North Korea tells South to produce defectors

A boat carrying 31 N Koreans drifted across border in thick fog last month.

Seoul: Pyongyang has urged Seoul on Monday to bring four North Korean would-be defectors to the border so they can confirm in front of their families that they want to stay in South Korea, Seoul officials have said.

The South refuses to return four of 31 North Koreans whose fishing boat drifted across the border in thick fog last month, saying the two men and two women have freely chosen to stay.

The case is the latest in a series of disputes which have kept cross-border tensions high for the past year. It comes amid US and South Korean military exercises that the North has branded a rehearsal for invasion.

The North says the South used "appeasement and deception" to try to force members of the group to defect in an attempt to fuel cross-border tensions.

The South tried to hand over the other 27 at the frontier village of Panmunjom on Friday. The North refused to accept them and insisted that all 31 be returned.

On Monday, its state-controlled Red Cross proposed a meeting at Panmunjom on Wednesday "to resolve issues of repatriation of all North Koreans", according to Seoul`s Unification Ministry.

The North said three Pyongyang officials would be accompanied by the families of the four, and asked Seoul to bring the apparent defectors along to the meeting.

The South, in its reply, said it was willing to hold talks but the four would not be present.

"We won`t produce them at the meeting because the free will of the four has been confirmed by objective and fair measures," said Unification Ministry spokeswoman Lee Jong-Joo.

The South also said it intends to return the 27 others on Monday afternoon and asked the North to receive them.

Lee Hae-Young, secretary general of the Seoul-based Association of North Korean Defectors, said families of defectors customarily face reprisals -- possibly a spell in a prison camp or forced relocation to a rural area.

The families of the four might be induced to attend a border meeting through pressure or promises to soften reprisals somewhat, he said.

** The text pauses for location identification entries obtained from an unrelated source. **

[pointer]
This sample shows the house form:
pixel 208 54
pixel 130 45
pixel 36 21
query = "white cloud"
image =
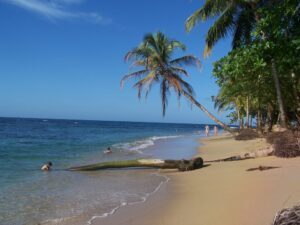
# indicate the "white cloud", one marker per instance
pixel 58 9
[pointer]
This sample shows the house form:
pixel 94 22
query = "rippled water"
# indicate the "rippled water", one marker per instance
pixel 30 196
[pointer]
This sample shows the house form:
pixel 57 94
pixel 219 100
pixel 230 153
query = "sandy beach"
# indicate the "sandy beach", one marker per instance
pixel 221 193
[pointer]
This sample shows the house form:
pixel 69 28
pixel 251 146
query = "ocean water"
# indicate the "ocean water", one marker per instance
pixel 31 196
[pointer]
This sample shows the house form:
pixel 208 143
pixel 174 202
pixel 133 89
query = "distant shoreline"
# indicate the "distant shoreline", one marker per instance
pixel 223 193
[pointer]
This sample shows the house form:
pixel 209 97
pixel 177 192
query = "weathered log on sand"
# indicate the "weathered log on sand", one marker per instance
pixel 262 168
pixel 181 165
pixel 260 153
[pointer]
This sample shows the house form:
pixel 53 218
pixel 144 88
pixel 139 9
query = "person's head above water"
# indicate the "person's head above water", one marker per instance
pixel 47 166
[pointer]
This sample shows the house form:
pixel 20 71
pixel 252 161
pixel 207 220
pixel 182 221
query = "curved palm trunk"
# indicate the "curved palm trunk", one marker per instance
pixel 193 101
pixel 283 118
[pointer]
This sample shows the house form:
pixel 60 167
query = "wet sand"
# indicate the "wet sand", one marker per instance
pixel 222 193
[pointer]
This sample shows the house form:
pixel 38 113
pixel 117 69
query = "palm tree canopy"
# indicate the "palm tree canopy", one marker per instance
pixel 234 17
pixel 153 58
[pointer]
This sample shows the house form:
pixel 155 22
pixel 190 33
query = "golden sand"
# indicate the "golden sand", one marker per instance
pixel 222 193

A special investigation team from the US-led United Nations Command, which supervises the armistice in place since the 1950-53 Korean War, has interviewed the four about their intentions.

"It came to the conclusion that they have decided to remain in (South Korea) of their own free will," said US forces spokesman David Oten.

North Korea, in a statement on its official news agency on Monday, protested at the US forces` "despicable" act in backing South Korea in the case.

Their stand of the US forces represents "inhumane criminal behaviour", it said.

The four are the 38-year-old boat captain, a 21-year-old female nurse, a 44-year-old unemployed man and a 22-year-old female statistician.

Relations have been icy since the South accused the North of torpedoing a warship in March 2010 near the disputed Yellow Sea border with the loss of 46 lives. Pyongyang denies the charge.

In November, the North shelled a South Korean island near the border, killing two marines and two civilians.

More than 20,000 North Koreans fleeing their impoverished homeland have arrived in the South since the end of the 1950-1953 war, mostly via China.